Kuru disease is the earliest researched human prion disease. Prion is different from any pathogenic microorganism based on nucleic acid replication that humans have discovered so far. It is a nucleic acid that lacks nucleic acid and does not require nucleic acid replication. Proliferating protein infectious particles. Kuru disease is only seen in the Fore ethnic group on the eastern plateau of New Guinea, with a population of only 30,000 to 40,000, due to the participation in the religious ritual of cannibalism. More than 200 people died of tremor and dysfunctional walking in one year. Called Kuru locally. Kuru disease has a long incubation period, ranging from 4 to 30 years. The onset is hidden. Patients in the prodromal period only experience headaches and joint pain, followed by ataxia, tremor, and involuntary movements.

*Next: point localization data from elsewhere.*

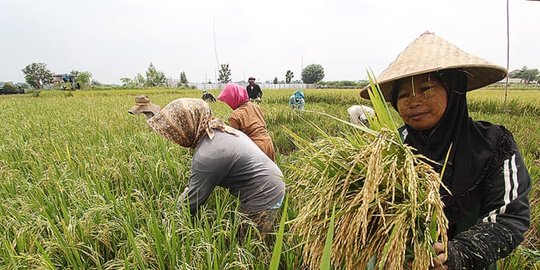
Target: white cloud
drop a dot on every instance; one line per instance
(114, 39)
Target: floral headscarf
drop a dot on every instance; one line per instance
(186, 120)
(234, 95)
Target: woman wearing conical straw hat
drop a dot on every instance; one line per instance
(487, 206)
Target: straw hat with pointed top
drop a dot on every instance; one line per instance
(430, 53)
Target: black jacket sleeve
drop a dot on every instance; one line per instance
(505, 216)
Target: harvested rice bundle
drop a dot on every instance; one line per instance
(386, 198)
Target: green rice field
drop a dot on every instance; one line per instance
(85, 185)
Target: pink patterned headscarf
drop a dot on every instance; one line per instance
(234, 95)
(186, 120)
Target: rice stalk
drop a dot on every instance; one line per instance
(386, 197)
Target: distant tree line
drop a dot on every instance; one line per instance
(525, 74)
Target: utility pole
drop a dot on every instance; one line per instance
(507, 50)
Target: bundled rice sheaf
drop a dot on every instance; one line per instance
(387, 205)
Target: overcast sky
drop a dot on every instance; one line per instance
(119, 38)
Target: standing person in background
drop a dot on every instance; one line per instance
(296, 101)
(486, 202)
(222, 156)
(254, 90)
(247, 117)
(358, 114)
(208, 97)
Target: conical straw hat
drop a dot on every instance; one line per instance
(429, 53)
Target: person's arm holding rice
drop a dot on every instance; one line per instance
(487, 205)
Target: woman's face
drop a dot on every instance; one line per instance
(421, 101)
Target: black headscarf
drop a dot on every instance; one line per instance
(473, 145)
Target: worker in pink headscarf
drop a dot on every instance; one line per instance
(247, 117)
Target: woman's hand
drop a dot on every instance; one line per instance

The latter include chorea, myoclonus Etc. In the later stages of the disease, progressively worsening dementia and neurological abnormalities appear. In the United States, NIH Gajdusek, in view of the similarities between Kuru brain changes and scrapie of sheep, Kuru brains were ground and inoculated into orangutan brains, and animals became ill 13 months later. He believes that the pathogen is a special lentivirus called an unusual lentivirus. At present, the disease is favored as a transmissible neurological degenerative disease caused by mutant prion protein, also known as prion disease or protein particle disease. As a result, the unusual lentiviral infection theory advocated by Gajdusek many years ago was rejected.